Neee yürüyerek Yunanistan’a mı gittik?

Uzun zamandır yapmak istediğim bir şeydi, sınırı yürüyerek geçmek. Daha önce Yunanistan sınırını bisikletle geçmiştim. Gerçekten çok farklı bir duyguydu benim için, bir kere de yürüyerek geçelim dedik ve yola koyulduk!

Avrupa’da daha önce çok gez yürüyerek sınır değiştirmiştim. Ancak Türkiye’den başka bir ülkeye giderken sınır değiştirme işleri bildiğiniz gibi biraz daha farklı oluyor.
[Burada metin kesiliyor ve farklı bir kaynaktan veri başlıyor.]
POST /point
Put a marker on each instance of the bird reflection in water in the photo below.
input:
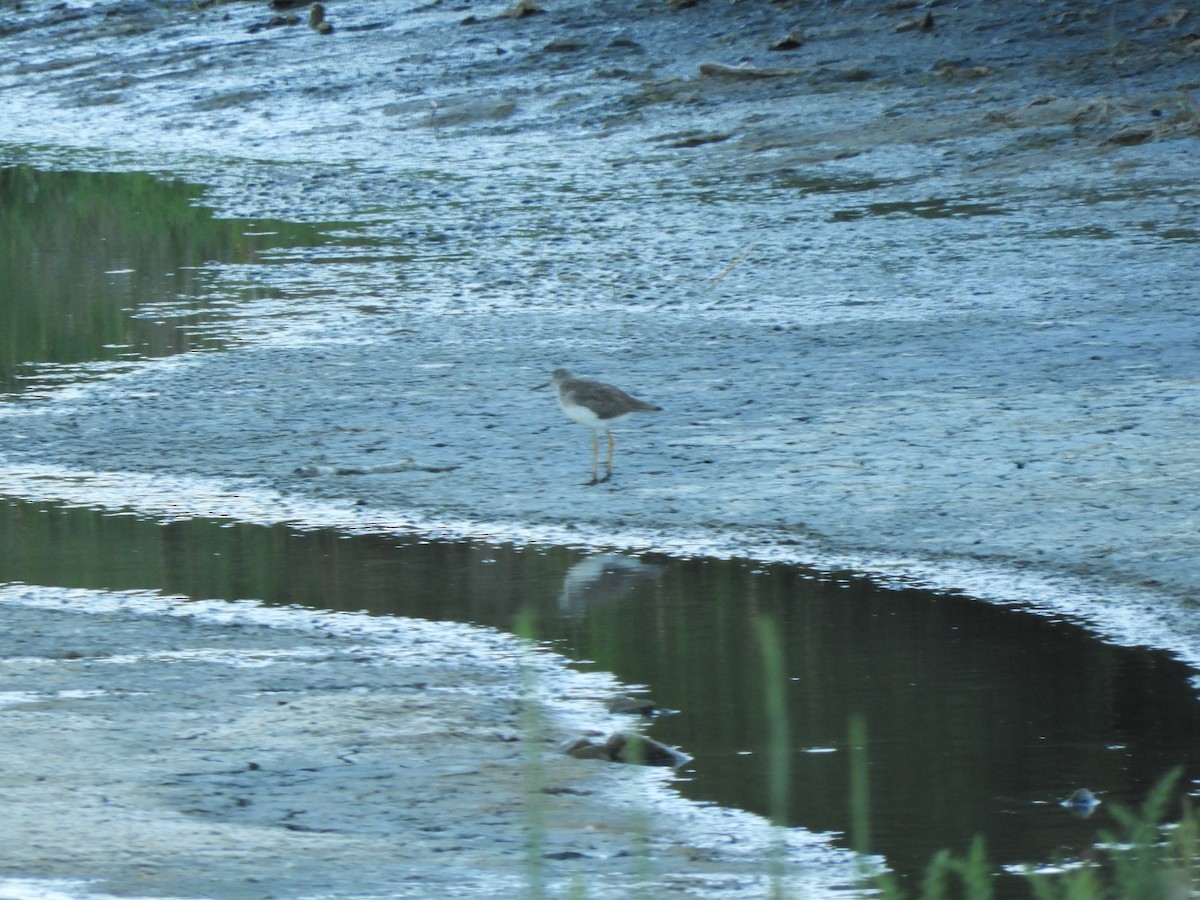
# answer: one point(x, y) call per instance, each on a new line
point(603, 577)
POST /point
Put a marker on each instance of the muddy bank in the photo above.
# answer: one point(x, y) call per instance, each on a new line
point(916, 300)
point(175, 748)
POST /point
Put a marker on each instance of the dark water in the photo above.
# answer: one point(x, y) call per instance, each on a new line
point(979, 719)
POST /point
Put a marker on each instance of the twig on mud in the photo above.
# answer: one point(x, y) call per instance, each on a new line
point(735, 264)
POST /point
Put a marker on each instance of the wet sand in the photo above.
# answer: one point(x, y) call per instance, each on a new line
point(916, 301)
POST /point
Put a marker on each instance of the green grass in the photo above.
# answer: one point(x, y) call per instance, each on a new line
point(1146, 857)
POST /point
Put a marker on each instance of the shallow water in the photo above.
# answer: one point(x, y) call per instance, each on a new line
point(979, 719)
point(101, 270)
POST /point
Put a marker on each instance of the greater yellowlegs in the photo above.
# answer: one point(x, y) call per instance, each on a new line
point(597, 406)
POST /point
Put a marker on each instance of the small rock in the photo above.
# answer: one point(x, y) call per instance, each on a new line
point(924, 24)
point(1129, 137)
point(522, 9)
point(628, 748)
point(633, 705)
point(792, 41)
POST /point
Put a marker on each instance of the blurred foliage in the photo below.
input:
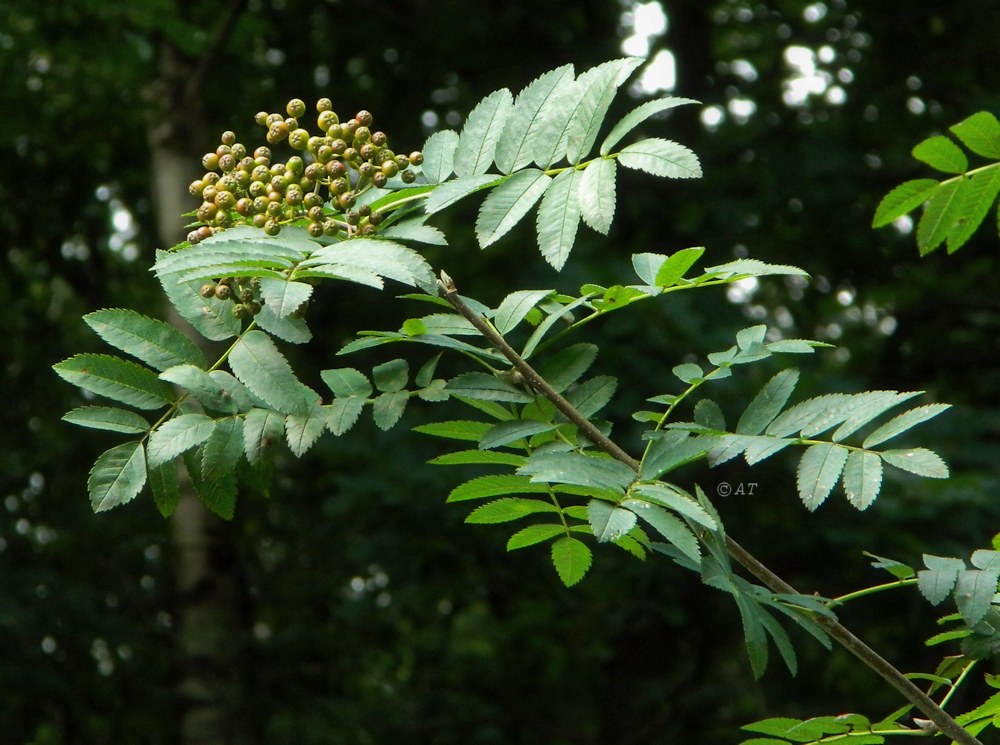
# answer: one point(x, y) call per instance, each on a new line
point(370, 612)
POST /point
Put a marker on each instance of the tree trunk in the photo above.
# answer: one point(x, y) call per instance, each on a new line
point(207, 612)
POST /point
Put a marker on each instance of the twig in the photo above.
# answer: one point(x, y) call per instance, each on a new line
point(944, 722)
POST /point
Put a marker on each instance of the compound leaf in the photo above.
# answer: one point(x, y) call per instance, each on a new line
point(149, 340)
point(818, 472)
point(481, 132)
point(559, 218)
point(117, 379)
point(572, 559)
point(661, 158)
point(507, 204)
point(117, 476)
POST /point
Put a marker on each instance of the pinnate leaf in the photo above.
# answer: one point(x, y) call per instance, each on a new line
point(508, 203)
point(598, 194)
point(661, 158)
point(117, 476)
point(941, 154)
point(257, 363)
point(481, 132)
point(516, 146)
point(176, 436)
point(108, 418)
point(818, 472)
point(117, 379)
point(921, 461)
point(609, 522)
point(149, 340)
point(904, 198)
point(508, 509)
point(980, 133)
point(637, 116)
point(559, 218)
point(572, 559)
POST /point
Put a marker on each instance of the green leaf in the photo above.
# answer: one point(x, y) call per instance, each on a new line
point(439, 156)
point(534, 534)
point(302, 430)
point(940, 217)
point(592, 395)
point(559, 217)
point(937, 581)
point(451, 192)
point(667, 496)
point(218, 495)
point(117, 476)
point(479, 457)
point(609, 522)
point(223, 449)
point(108, 418)
point(486, 387)
point(577, 468)
point(508, 203)
point(390, 376)
point(504, 433)
point(688, 372)
point(980, 133)
point(117, 379)
point(904, 198)
point(598, 87)
point(262, 429)
point(165, 485)
point(258, 364)
point(284, 297)
point(675, 267)
point(818, 472)
point(637, 116)
point(177, 435)
point(671, 450)
point(941, 154)
point(344, 413)
point(572, 559)
point(508, 509)
point(154, 342)
point(206, 389)
point(905, 421)
point(388, 408)
point(921, 461)
point(384, 257)
point(566, 366)
point(495, 486)
point(661, 157)
point(669, 527)
point(768, 403)
point(346, 381)
point(481, 132)
point(513, 309)
point(455, 430)
point(976, 194)
point(516, 146)
point(598, 194)
point(974, 592)
point(866, 406)
point(862, 478)
point(212, 318)
point(292, 330)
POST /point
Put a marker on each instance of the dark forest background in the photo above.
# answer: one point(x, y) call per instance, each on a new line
point(353, 606)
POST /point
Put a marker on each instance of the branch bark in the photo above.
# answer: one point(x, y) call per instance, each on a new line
point(872, 659)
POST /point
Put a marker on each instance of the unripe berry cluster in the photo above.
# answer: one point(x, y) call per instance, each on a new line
point(318, 188)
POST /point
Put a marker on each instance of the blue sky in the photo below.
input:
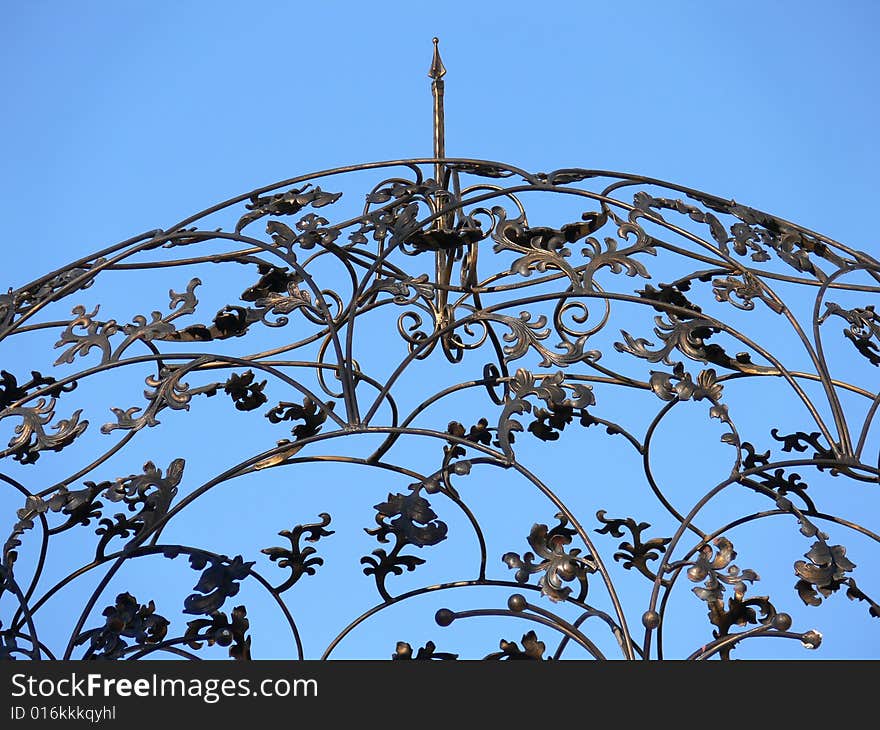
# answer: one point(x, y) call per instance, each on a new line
point(124, 117)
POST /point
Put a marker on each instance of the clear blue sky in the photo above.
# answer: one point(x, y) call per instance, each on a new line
point(124, 117)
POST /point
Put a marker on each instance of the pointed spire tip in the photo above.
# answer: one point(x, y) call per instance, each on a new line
point(437, 70)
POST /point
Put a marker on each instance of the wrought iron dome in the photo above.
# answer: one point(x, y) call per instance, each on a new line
point(513, 358)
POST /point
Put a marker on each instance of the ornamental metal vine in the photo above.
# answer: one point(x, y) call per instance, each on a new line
point(413, 320)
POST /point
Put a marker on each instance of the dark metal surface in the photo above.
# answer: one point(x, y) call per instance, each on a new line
point(648, 291)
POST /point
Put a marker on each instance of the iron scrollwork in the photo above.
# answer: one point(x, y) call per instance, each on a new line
point(547, 325)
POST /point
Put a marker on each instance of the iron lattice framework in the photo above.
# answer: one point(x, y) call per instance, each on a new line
point(365, 319)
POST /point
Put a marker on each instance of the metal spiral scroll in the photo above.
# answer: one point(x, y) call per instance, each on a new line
point(437, 333)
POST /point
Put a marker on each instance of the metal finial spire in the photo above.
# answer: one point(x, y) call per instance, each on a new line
point(437, 68)
point(436, 72)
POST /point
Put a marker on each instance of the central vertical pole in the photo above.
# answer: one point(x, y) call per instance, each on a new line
point(444, 258)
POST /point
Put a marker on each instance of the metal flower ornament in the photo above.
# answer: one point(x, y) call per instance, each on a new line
point(492, 343)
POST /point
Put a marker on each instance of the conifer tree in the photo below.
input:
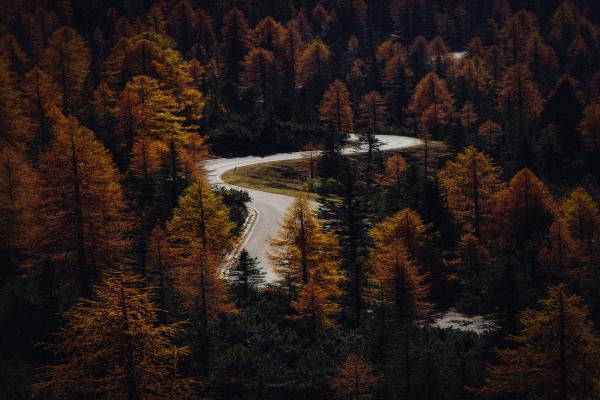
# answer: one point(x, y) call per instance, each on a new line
point(112, 348)
point(268, 34)
point(395, 166)
point(19, 229)
point(469, 183)
point(564, 253)
point(156, 266)
point(67, 60)
point(371, 118)
point(355, 379)
point(335, 110)
point(489, 131)
point(589, 127)
point(581, 215)
point(474, 267)
point(432, 104)
point(564, 110)
point(245, 278)
point(519, 96)
point(200, 236)
point(82, 208)
point(397, 277)
point(313, 68)
point(554, 357)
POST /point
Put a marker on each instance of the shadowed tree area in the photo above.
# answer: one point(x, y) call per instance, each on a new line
point(465, 267)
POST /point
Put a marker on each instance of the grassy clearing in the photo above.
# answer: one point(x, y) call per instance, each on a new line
point(282, 177)
point(290, 177)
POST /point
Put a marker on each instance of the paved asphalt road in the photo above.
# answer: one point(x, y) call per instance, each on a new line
point(268, 207)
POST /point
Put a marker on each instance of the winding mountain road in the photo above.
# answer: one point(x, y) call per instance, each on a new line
point(269, 208)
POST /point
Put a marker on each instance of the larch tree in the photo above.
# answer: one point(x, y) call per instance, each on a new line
point(398, 280)
point(523, 209)
point(519, 96)
point(200, 236)
point(19, 183)
point(14, 125)
point(259, 76)
point(81, 207)
point(112, 348)
point(469, 183)
point(67, 60)
point(159, 131)
point(355, 379)
point(313, 68)
point(564, 253)
point(432, 103)
point(335, 112)
point(305, 258)
point(581, 215)
point(555, 356)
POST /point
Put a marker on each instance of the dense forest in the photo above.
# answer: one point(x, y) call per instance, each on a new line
point(121, 272)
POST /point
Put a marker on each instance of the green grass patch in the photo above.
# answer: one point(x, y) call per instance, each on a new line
point(288, 177)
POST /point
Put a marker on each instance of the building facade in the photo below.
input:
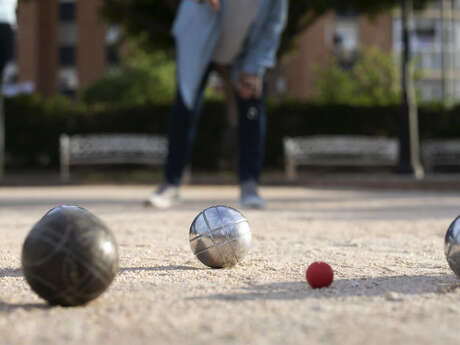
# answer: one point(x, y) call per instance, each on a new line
point(435, 48)
point(64, 45)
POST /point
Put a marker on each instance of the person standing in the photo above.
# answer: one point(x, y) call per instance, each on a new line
point(243, 36)
point(7, 22)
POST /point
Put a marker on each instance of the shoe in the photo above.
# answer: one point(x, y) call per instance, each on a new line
point(249, 197)
point(166, 196)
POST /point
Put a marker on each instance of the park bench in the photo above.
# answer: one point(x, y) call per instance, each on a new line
point(338, 151)
point(440, 153)
point(110, 149)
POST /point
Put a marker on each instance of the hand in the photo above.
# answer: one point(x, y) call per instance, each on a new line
point(249, 86)
point(214, 3)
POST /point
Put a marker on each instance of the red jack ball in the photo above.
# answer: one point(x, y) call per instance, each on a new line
point(319, 275)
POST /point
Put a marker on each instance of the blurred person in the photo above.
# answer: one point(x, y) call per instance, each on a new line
point(243, 36)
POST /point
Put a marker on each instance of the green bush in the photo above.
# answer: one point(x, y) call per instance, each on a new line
point(142, 78)
point(372, 81)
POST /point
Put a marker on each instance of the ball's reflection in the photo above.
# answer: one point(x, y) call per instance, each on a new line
point(220, 236)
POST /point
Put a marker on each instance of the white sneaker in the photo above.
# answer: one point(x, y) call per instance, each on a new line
point(249, 196)
point(165, 197)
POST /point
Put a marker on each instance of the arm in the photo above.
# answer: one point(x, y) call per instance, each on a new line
point(261, 54)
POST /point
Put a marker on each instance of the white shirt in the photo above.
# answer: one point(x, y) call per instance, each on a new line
point(8, 11)
point(237, 18)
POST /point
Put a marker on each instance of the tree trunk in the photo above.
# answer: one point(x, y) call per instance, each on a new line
point(409, 146)
point(229, 141)
point(2, 135)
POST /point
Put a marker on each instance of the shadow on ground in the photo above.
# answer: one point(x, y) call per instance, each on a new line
point(393, 288)
point(160, 268)
point(10, 307)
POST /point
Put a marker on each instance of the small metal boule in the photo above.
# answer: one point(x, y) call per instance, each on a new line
point(69, 257)
point(220, 236)
point(452, 246)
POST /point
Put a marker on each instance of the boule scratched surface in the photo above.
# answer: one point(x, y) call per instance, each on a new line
point(70, 256)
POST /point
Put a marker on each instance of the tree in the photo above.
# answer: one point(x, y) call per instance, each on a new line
point(372, 80)
point(154, 18)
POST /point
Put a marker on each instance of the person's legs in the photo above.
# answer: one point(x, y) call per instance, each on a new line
point(182, 129)
point(251, 136)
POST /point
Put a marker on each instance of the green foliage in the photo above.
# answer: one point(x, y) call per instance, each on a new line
point(143, 77)
point(373, 80)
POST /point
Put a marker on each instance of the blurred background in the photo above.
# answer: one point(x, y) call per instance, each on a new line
point(83, 67)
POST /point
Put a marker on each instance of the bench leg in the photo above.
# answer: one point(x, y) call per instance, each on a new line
point(290, 169)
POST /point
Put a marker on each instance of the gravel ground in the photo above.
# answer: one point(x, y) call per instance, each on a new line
point(392, 283)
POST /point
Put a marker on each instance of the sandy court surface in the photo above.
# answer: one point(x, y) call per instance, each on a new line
point(392, 282)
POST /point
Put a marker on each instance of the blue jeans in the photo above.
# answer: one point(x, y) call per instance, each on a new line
point(251, 135)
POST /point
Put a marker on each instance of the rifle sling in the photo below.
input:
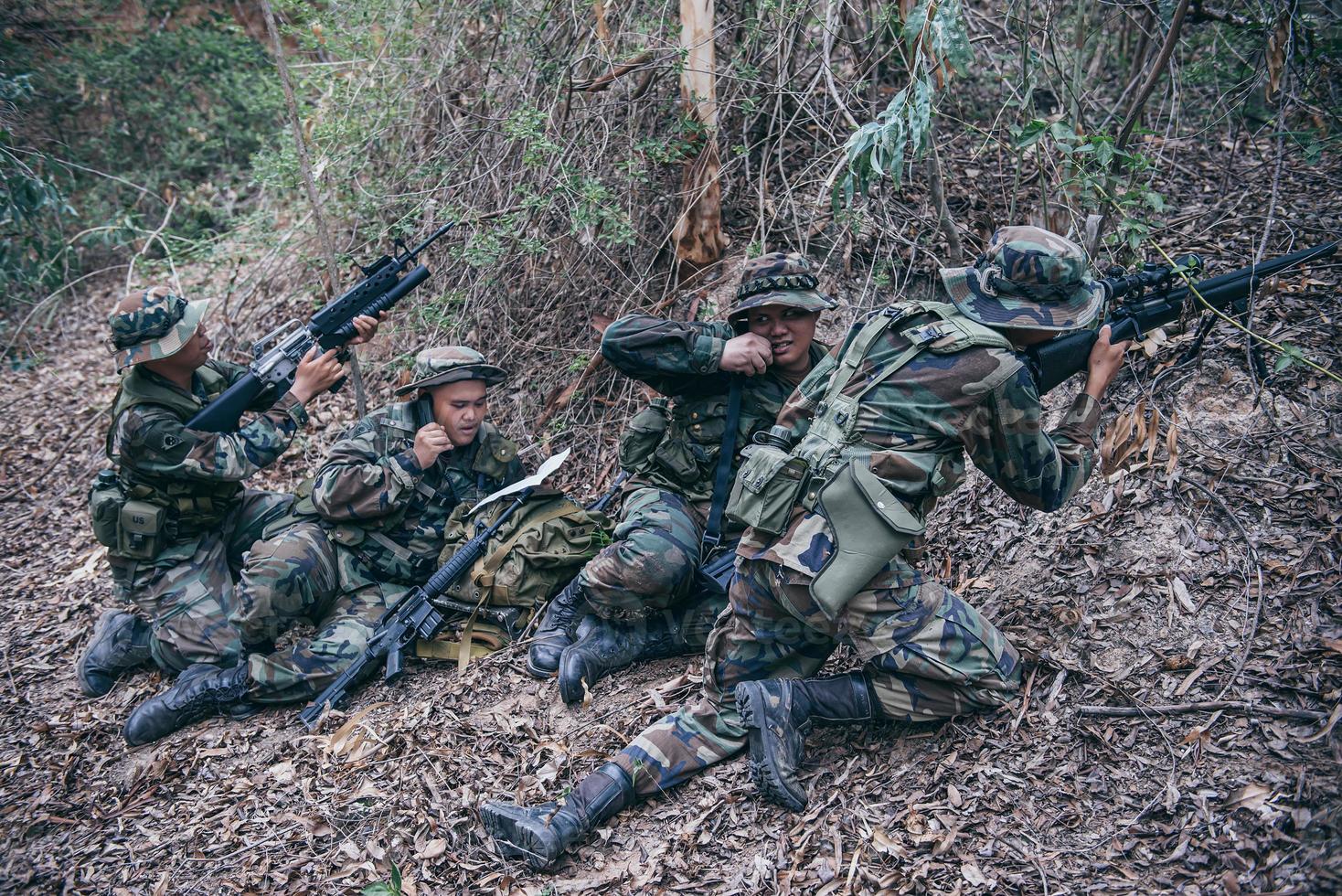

Bu yüzden bunu deneyimlemek istedim.

Planımız sadece günübirlik sınıra kadar gitmek ve sınırı yürüyerek geçtikten sonra yemek yiyip dönmek üzereydi. 

Plan :
09:00 İstanbul’dan yola çıkış
11:00 Lüleburgaz – Hayal Bahçesi’nde kahvaltı
12:30 Edirne’ye varış

Selimiye Camii, Karaağaç Tren İstasyonu, Lozan Anıtı, Meriç Nehri, Beyazıd Külliyesi gezi
Keçecizade’den Kavala Kurabiyesini de unutmadık tabii.
16:00 Pazarkule sınırı geçiş
16:15 Kastanies’te bir şeyler içme
17:00 Orestiada Mırmır’da akşam yemeği

21:00 Edirne’den İstanbul’a dönüş

İstanbul’dan Edirne’ye giderken kahvaltı nerede yaparız diye düşünürken Hayal Bahçesi’ni bulduk. Lüleburgaz’da şirin bir konsepte sahip olan bu kafede güzel bir kahvaltı yaptıktan sonra yolumuza devam ettik.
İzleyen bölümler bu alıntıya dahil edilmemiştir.